Architectural styles describe the dominant shape of a system: pipe-and-filter, layered, publish-subscribe, client-server, and so on. Architectural tactics are smaller design moves that an architect uses to improve one quality attribute inside that larger shape.
Think of tactics as the architect’s quality-attribute toolbox. A style says, “organize this subsystem as independent filters connected by pipes.” A tactic says, “add a watchdog and timeout so failed components are detected quickly,” or “add a cache so repeated requests avoid expensive reacquisition.”
Tactics are useful because they make quality attributes concrete. Instead of saying “make it available,” the architect can ask: What failure do we need to detect? How quickly? What recovery action happens after detection? What performance cost are we willing to pay for that detection?
Tactics vs. Styles
Concept
Scope
Example
Main question
Architectural style
Shapes the gross structure of a subsystem or whole system
publish-subscribe, layered, pipe-and-filter
What element types, connector types, and constraints dominate this design?
Architectural tactic
Improves a target quality attribute through a reusable design move
heartbeat, ping-echo, caching, redundancy
Which quality scenario improves, and what qualities does the tactic trade away?

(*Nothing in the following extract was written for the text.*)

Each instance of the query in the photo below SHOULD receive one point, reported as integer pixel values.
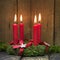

A system usually combines both. A robot might use publish-subscribe as its communication style, then apply heartbeat to detect failed components and caching to avoid repeatedly recomputing expensive map data.
Availability Tactics
Availability is the ability of a system to mask, detect, repair, or recover from faults. Many availability tactics start with the same problem: before a system can recover from a failed component, it has to notice the failure.
Ping-Echo
Goal: detect that a component, process, node, or service has stopped responding before the fault escalates into a visible failure.
Solution: a watchdog periodically sends an asynchronous request, the ping, to each monitored component. A healthy component replies with an echo. If the watchdog does not receive the echo before a timeout, it activates a recovery mechanism, such as restarting the component, routing around it, or starting a replacement instance.
Quality impact:
Promotes availability: the system can detect failed components and trigger recovery.
Inhibits performance: pings and echoes consume network bandwidth, processing cycles, and queue capacity.
Simplifies monitored components: most of the logic lives in the watchdog; a monitored component only needs to answer the ping.
Ping-echo is a good fit when the watchdog controls the monitoring schedule and when the extra request-response traffic is acceptable.
Heartbeat
Goal: detect that a component, process, node, or service has stopped working.
Solution: each monitored component periodically sends a heartbeat message to a watchdog. If the watchdog does not receive a heartbeat before a timeout, it activates recovery.
Quality impact:
Promotes availability: the system can infer failure from silence.
Inhibits performance: heartbeat messages consume resources, though usually fewer messages than ping-echo because there is no request-response pair.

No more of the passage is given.